Il 1969 è passato alla storia come l’anno in cui a Woodstock si è tentato l’esperimento musicale e umano più naive della storia. “Tre giorni di pace, amore e musica” durante i quali creare un microcosmo utopico. Una porzione ideale dell’umanità che avrebbe dovuto fare da esempio per il resto del mondo. Alla fine Woodstock fu un festival fangoso e avventato, condito da quantità smodate di cannabis e LSD. Ma la sua carica simbolica e i grandi nomi che si esibirono su quel palco vengono ricordati ancora oggi. Tra i tanti Janis Joplin che incantò letteralmente il pubblico accorso al festival.

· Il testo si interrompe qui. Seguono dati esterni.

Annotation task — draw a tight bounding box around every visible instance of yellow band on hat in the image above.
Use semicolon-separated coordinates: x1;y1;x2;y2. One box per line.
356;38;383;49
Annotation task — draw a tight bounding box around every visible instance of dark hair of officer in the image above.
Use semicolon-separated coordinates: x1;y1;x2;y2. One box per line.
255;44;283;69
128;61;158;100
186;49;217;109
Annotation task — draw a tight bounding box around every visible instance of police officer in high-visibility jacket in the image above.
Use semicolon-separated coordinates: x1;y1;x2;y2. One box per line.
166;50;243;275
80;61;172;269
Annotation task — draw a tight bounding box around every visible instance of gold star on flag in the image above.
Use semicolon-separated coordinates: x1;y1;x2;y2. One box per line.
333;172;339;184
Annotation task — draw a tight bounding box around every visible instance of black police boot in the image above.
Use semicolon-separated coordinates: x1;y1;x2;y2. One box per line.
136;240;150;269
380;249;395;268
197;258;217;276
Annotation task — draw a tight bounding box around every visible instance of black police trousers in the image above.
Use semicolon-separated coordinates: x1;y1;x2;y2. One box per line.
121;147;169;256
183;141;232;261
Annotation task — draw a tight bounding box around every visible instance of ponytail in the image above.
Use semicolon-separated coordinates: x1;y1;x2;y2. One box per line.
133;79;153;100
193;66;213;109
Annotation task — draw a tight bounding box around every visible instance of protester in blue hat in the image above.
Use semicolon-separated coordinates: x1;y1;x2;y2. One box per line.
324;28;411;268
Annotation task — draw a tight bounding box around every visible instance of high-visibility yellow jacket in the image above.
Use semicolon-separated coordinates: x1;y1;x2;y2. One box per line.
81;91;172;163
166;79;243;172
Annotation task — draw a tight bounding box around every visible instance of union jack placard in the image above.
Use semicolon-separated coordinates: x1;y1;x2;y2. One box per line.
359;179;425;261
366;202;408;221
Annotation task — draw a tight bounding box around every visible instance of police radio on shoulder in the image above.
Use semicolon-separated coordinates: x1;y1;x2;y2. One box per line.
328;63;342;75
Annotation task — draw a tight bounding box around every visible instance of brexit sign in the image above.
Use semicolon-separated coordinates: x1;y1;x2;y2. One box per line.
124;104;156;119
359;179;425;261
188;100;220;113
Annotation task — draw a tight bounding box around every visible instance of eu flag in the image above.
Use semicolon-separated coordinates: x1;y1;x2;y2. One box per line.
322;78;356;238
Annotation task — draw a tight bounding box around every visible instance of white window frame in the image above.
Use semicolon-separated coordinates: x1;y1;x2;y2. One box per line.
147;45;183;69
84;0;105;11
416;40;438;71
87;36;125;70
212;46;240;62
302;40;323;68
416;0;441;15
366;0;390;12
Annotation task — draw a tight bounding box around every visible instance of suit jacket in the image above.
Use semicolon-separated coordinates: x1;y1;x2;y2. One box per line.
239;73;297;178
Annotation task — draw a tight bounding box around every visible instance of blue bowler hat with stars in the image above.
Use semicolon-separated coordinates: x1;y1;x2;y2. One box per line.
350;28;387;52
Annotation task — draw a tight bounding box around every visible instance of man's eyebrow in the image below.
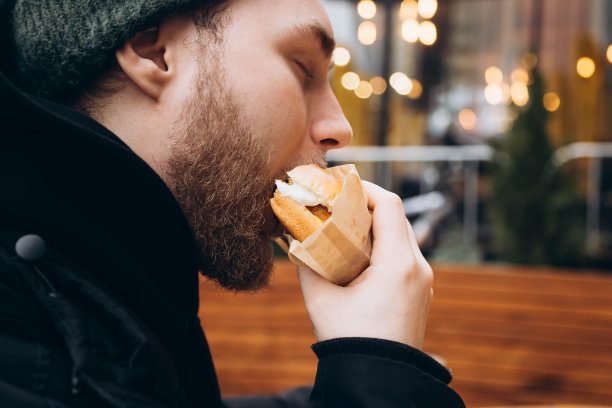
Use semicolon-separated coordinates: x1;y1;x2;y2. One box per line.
287;24;336;58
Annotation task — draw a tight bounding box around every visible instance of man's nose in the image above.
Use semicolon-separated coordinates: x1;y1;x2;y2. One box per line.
311;89;353;151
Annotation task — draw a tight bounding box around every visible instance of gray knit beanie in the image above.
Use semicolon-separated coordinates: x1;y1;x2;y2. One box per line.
7;0;206;101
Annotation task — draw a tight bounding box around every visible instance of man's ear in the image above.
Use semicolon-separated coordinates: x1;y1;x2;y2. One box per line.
115;27;171;100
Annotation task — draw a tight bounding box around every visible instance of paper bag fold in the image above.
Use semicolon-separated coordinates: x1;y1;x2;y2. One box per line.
280;164;372;285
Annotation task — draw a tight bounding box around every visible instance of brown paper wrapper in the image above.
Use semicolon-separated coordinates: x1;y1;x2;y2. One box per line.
279;164;372;285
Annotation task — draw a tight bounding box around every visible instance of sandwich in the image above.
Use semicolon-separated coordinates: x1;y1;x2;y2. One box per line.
270;164;342;242
270;164;372;285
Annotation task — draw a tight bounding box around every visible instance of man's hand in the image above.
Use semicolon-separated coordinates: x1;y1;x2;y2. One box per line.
298;181;433;349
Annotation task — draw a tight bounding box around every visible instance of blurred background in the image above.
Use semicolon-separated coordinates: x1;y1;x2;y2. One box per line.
324;0;612;269
200;0;612;407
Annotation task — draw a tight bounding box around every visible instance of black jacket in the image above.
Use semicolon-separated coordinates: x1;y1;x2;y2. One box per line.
0;17;464;408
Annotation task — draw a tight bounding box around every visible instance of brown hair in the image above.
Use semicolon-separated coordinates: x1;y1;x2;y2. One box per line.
69;0;228;116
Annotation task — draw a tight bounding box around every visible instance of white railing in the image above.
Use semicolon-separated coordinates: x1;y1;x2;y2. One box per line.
327;142;612;250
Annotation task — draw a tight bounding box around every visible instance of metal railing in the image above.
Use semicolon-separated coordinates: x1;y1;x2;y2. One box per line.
327;142;612;250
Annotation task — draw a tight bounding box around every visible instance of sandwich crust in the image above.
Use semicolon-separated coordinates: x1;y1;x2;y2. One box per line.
270;190;323;242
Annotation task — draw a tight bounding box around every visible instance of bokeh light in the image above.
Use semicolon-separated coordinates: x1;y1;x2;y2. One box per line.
357;21;376;45
521;52;538;69
399;0;419;21
576;57;595;78
340;72;359;91
417;0;438;18
510;67;529;84
357;0;376;20
355;81;372;99
458;109;478;130
419;21;438;45
402;19;421;43
485;65;504;85
332;47;351;67
370;76;387;95
543;92;561;112
406;79;423;99
389;72;412;95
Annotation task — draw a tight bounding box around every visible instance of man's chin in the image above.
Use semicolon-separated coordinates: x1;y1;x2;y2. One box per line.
201;239;274;292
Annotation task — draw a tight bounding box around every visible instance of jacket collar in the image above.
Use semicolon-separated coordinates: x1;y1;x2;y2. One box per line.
0;64;198;334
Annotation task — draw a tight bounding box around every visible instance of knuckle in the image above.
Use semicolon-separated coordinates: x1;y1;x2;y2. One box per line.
388;192;404;210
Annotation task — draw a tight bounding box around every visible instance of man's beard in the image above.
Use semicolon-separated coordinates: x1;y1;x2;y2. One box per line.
164;55;325;290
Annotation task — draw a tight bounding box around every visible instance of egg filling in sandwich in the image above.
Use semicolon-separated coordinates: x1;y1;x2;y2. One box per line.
270;164;342;242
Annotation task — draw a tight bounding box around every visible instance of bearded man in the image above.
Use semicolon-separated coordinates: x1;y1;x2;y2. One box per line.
0;0;463;407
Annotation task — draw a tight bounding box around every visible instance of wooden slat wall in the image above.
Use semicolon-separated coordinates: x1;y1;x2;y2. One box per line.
200;261;612;407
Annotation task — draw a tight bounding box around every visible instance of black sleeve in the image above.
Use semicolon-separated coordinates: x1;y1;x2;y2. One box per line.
226;338;465;408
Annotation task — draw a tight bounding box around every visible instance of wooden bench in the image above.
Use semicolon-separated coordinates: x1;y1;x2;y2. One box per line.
200;260;612;407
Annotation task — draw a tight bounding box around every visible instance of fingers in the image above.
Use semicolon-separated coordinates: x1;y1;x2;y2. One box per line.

GLI INVITI RESPINTI PER IL FESTIVAL DI WOODSTOCK

I grandi artisti che si esibirono al festival di Woodstock – tra i quali Jimi Hendrix, Janis Joplin e The Who – sono certamente passati alla storia più dei nomi di coloro che l’invito lo respinsero. Gli organizzatori infatti contattarono anche John Lennon – proponendogli la partecipazione dei Beatles. All’epoca la band britannica era già tecnicamente separata anche se le ultime incisione e lo scioglimento ufficiale arrivarono solo nel 1970. L’autore di Imagine disse dunque che sarebbe intervenuto al festival solo se l’invito fosse stato esteso anche alla band di Yoko Ono. Dato che la Plastic Ono Band non era apprezzata al livello degli altri artisti, si lasciò perdere tutto.

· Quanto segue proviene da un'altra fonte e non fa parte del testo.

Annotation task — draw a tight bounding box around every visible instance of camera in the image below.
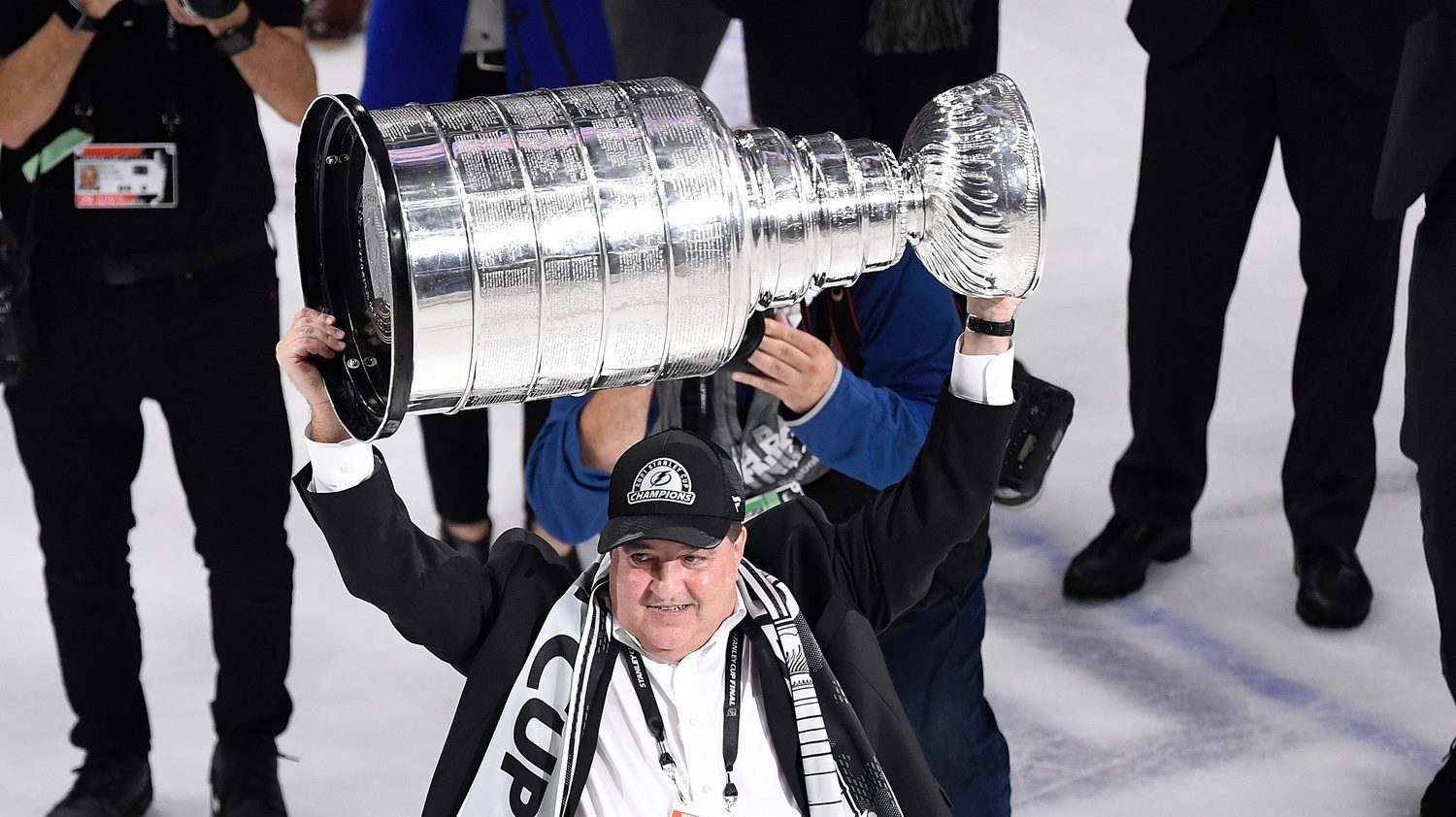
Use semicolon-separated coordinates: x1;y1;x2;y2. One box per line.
995;361;1076;507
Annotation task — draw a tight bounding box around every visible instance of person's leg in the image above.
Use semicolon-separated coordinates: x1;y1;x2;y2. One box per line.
1401;165;1456;815
1278;3;1401;553
521;399;550;524
879;524;1010;817
602;0;728;87
419;409;491;540
1111;8;1274;529
139;253;293;745
5;265;151;754
742;0;870;139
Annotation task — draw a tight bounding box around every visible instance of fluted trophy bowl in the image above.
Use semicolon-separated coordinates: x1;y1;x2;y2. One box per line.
297;75;1044;440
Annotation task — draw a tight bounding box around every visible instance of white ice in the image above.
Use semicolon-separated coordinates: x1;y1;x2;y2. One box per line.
0;0;1456;817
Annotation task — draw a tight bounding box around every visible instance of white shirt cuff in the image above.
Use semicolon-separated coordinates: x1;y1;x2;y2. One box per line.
951;340;1016;407
303;437;375;494
783;360;844;428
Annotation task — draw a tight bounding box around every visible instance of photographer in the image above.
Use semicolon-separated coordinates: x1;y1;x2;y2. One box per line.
0;0;316;817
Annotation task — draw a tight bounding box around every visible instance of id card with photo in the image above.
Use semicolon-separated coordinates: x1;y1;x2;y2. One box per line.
75;142;178;210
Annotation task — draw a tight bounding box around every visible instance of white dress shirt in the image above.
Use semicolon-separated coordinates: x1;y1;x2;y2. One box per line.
579;597;804;817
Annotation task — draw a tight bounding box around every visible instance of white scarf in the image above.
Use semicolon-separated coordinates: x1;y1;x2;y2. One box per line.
460;559;902;817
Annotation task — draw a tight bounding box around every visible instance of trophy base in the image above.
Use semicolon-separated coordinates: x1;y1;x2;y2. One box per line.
296;95;414;440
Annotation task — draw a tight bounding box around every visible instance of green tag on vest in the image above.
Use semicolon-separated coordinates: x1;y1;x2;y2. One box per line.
20;128;92;183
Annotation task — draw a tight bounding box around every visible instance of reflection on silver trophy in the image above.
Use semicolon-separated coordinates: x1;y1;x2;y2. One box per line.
297;75;1044;440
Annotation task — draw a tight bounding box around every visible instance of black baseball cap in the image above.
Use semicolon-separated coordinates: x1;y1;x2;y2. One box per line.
597;428;743;553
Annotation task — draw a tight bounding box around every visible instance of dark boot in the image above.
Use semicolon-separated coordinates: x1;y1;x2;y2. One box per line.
1062;515;1193;600
1421;742;1456;817
47;753;151;817
1295;547;1374;626
210;739;288;817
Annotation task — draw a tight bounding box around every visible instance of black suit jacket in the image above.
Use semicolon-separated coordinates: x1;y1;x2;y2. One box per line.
1374;0;1456;218
1127;0;1430;95
294;392;1016;817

BOB DYLAN, IL MOTIVO PER IL QUALE NON PARTECIPO’ AL FESTIVAL DEL 1969

Bob Dylan – stimato e noto cantautore americano – avrebbe dovuto partecipare a Woodstock, tanto più che era in corso di trattative assieme agli organizzatori. Invece alla fine – a causa della malattia del figlio – si ritirò dall’evento. Per di più i dintorni della sua abitazione – che si trovava proprio nei pressi del luogo del festival – stavano diventando meta di curiosi e fan, creando molta confusione. Dylan tuttavia parteciperà al Festival dell’Isola di Wight – i successivi 30 e 31 Agosto 1969.

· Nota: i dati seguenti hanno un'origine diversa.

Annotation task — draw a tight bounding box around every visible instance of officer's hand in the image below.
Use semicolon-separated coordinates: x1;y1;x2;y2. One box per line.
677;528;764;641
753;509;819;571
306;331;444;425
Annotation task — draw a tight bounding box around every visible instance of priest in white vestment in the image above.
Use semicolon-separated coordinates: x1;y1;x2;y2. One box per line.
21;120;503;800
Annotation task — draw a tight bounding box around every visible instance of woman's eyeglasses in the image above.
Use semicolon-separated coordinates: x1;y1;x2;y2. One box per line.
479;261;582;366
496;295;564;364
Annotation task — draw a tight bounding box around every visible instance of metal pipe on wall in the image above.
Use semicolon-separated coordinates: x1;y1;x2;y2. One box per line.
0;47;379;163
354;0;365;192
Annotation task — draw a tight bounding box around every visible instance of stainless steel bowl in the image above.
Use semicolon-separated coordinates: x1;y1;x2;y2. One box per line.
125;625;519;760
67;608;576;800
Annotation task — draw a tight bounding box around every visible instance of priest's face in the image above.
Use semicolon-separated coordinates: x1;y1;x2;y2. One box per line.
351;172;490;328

GRANDI ASSENTI: ROLLING STONES, DOORS E LED ZEPPELIN

Per quanto riguarda gli altri grandi nomi del panorama musicale internazionale, tutti per un motivo o per l’altro respinsero l’invito a Woodstock. I Rolling Stones si stavano ancora riprendendo dalla tragica e improvvisa scomparsa di Brian Jones. Inoltre Mick Jagger aveva acconsentito a partecipare alle riprese del film Ned Kelly. Secondo successive indiscrezioni sembra invece che la band britannica non fosse stata proprio invitata, in quando non conforme allo stile pacifico e sereno del Festival.

I Doors – dopo lo scandalo di Miami e i continui guai con la legge a causa di Jim Morrison – preferirono annullare tutti gli spettacoli in programma e non considerarono nemmeno l’idea di intervenire a Woodstock. Per quanto riguarda i Led Zeppelin, il manager Peter Grant dirà: “dissi di no perché a Woodstock saremmo stati soltanto un’altra band in scaletta”.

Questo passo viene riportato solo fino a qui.